Contribution of tumor-derived CD133⁺ progenitor cells to vessels formed within the co-implanted K1 renal carcinoma cells. A and B: Representative micrographs showing co-localization of human HLA class I and human CD31 in vessels surrounding (A) or within (B) the implanted tumor seen by confocal microscopy. B, inset: Representative micrographs showing co-localization of human CD133 and human CD31 in a vessel within the implanted tumor. C: Representative micrographs showing the absence of co-localization of mouse β₂-microglobulin and human CD31 in vessels within the implanted tumor seen by confocal microscopy. D: Representative micrographs showing co-localization of mouse β₂-microglobulin and mouse CD31 in a vessel within the implanted tumor. Few cells of murine origin were detected around the vessel. E–G: Representative micrographs showing that positivity for human chromosome 17 is detectable in cells underlining vessels (V) as well as in isolated cells within the implanted tumor (E) by fluorescence in situ hybridization analysis. The red autofluorescence of erythrocytes was exploited to show a patent vessel (V). Chromosome 17 was used to identify the injected progenitors because deletion of this chromosome was previously found in K1 renal cells. F: Murine surrounding tissues and vessels (V) were negative. G: Human chromosome X, which identifies all human cells, was positive in tumor and vessels. Data are representative of six experiments with similar results. Original magnifications, ×600.

Figure 6

In vivo endothelial differentiation of tumor-derived CD133⁺ progenitor cells co-implanted with K1 renal carcinoma cells. CD133⁺ progenitor cells were labeled with the fluorescent dye CSFE before the co-transplantation experiments and 2 weeks after the tumors were digested, and the recovered cells were analyzed for the expression of endothelial markers.
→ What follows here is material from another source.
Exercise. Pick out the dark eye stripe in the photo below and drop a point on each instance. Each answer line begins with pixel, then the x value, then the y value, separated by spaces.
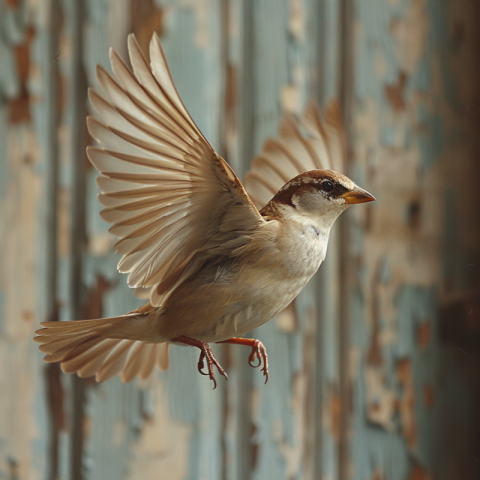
pixel 337 190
A: Representative cytofluorimetric analysis of CSFA fluorescent cells. B–D: Expression by CSFE-positive cells of CD31, CD105, and KDR that were negative in nondifferentiated CD133⁺ progenitor cells. E and F: Representative micrographs showing positive cells in some vessels within and around the tumor by immunohistochemical staining of CSFE. G: Representative micrographs showing co-localization of human CD31- and CSFE-positive cells in a vessel (arrow) but not in isolated cells detected within the tumor (arrowheads). Data are representative of four experiments with similar results. Original magnifications: ×40 (E); ×250 (F); ×400 (F, inset); ×600 (G).